Les habitants d'Agadez, à travers leurs élus nationaux et communaux, chefs traditionnels et acteurs associatifs, ont haussé le ton par rapport à l'exploitation des ressources naturelles dans leur région, dans une déclaration rendue publique, le jeudi 10 janvier, au siège de l'association Alternative Espaces Citoyens (AEC) à Niamey.
Une déclaration qui fait le point sur l'exploitation de l'uranium pendant un demi-siècle par Areva dans la région et les risques auxquels les activités minières les exposent aujourd'hui, du fait notamment de la politique de diversification des partenaires dans le secteur ayant donné lieu à l'implantation d'une multitude de compagnies.

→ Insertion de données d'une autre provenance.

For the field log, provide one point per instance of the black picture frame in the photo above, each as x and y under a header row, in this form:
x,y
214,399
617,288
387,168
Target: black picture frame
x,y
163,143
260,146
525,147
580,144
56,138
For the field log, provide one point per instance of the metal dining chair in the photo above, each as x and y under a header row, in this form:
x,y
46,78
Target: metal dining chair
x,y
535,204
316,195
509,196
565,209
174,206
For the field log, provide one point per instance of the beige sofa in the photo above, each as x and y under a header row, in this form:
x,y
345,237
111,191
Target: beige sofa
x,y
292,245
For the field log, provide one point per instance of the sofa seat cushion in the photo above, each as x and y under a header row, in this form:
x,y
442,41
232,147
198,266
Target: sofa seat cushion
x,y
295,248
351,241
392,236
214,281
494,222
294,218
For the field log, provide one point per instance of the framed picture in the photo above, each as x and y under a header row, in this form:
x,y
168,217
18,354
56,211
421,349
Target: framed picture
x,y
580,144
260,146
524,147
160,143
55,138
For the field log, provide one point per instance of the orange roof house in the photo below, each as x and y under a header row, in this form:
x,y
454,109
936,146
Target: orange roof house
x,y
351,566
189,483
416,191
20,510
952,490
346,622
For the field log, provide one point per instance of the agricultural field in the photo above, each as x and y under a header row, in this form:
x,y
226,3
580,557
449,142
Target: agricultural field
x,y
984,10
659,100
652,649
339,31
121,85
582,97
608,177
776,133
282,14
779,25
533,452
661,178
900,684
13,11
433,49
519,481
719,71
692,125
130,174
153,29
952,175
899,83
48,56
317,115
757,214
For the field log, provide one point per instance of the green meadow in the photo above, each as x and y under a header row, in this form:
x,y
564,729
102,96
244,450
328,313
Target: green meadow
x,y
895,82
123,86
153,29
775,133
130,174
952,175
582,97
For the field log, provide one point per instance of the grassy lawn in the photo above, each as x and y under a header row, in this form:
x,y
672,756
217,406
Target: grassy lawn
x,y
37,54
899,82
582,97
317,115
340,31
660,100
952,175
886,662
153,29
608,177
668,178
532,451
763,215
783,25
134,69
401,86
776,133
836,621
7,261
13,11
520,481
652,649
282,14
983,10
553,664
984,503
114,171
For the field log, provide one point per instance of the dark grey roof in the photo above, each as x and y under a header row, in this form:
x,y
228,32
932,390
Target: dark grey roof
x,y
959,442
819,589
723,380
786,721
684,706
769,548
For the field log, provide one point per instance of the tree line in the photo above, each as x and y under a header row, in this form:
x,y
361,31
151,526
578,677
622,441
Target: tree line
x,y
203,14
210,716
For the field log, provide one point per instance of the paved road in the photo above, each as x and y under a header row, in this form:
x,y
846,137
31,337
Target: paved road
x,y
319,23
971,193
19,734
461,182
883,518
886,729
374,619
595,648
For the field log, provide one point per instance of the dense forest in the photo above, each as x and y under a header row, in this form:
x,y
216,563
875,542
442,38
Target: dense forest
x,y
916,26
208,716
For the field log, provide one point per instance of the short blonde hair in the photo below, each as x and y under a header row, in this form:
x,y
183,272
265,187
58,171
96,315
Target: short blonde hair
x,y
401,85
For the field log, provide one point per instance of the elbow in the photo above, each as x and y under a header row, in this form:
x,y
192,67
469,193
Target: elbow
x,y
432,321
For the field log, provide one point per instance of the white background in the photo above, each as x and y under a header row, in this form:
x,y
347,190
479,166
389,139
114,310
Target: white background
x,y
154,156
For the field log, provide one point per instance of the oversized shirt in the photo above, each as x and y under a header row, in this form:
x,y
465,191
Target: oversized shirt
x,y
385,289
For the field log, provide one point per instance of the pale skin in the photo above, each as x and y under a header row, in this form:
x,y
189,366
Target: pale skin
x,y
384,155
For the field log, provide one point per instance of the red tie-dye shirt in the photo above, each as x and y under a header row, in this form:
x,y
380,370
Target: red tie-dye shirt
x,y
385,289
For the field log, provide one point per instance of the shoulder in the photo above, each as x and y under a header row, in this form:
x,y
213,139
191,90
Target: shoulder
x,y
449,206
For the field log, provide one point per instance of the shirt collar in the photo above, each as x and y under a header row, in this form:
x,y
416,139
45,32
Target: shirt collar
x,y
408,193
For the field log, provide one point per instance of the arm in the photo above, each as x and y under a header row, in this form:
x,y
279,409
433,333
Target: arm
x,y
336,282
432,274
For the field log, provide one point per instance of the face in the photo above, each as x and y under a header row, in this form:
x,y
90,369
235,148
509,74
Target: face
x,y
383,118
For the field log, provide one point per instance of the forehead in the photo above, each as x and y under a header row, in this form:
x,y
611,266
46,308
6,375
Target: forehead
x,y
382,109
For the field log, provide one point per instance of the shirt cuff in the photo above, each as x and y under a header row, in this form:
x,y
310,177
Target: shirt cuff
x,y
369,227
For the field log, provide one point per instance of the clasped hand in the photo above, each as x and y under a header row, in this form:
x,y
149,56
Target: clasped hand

Devant ce constat, les auteurs de ladite déclaration ont lancé un cri d'alarme à l'endroit des plus hautes autorités, de élus nationaux, régionaux et locaux, des organisations de la société civile, et au peuple pour une prise de conscience sur "la gravité de cette situation qui risque de mettre en péril la stabilité, la quiétude, et la sécurité de notre pays ".
Si la chefferie traditionnelle et les élus régionaux décident de venir en renfort aux acteurs associatifs dans le combat que ceux-ci mènent pour une gestion transparente des richesses du sous-sol du pays, c'est que la situation est préoccupante et n'est plus supportable aux yeux des populations d'Agadez qui ne tirent que des miettes contre des problèmes de tous ordres comme "l'épuisement des nappes fossiles, un stockage de résidus radioactifs estimés à 45.000 tonnes générés par les activités des filiales d'Areva au Niger, la disparition de la faune et de la flore, la pollution, la dégradation et la modification irréversible de l'environnement", recense la déclaration.
Il y a aussi l'état de dégradation avancée du réseau routier d'Agadez en général et de la route Tahoua-Arlit dite route de l'uranium en particulier, le transport dans des mauvaises conditions et stockage dans les habitations des produits chimiques (carbonate, soufre, nitrate, acide sulfurique, soude, etc.), la dispersion par les filiales d'Areva au Niger des ferrailles radiologiquement contaminées dans les villes, la création de zones d'exclusion de 450km² ( cas de la ceinture dite sanitaire d'Imourararen SA), la très faible utilisation de main d'œuvre-locale et la très faible promotion des entreprises locales qui sont énumérés par les élus et acteurs locaux de la région. A tous les aspects identifiés ci-dessus viennent s'ajouter la faiblesse de la participation des compagnies au développement local, l'apparition de maladies liées à la radioactivité, l'utilisation abusive de la sous-traitance, la non implication des ONG et associations dans les opérations de suivi et évaluation des impacts environnementaux et sociaux, la démission totale des cadres de l'administration étatique dans le suivi des activités de recherche et d'exploitation minière ainsi que la faible extension du réseau électrique au profit des populations des zones concernées par les activités.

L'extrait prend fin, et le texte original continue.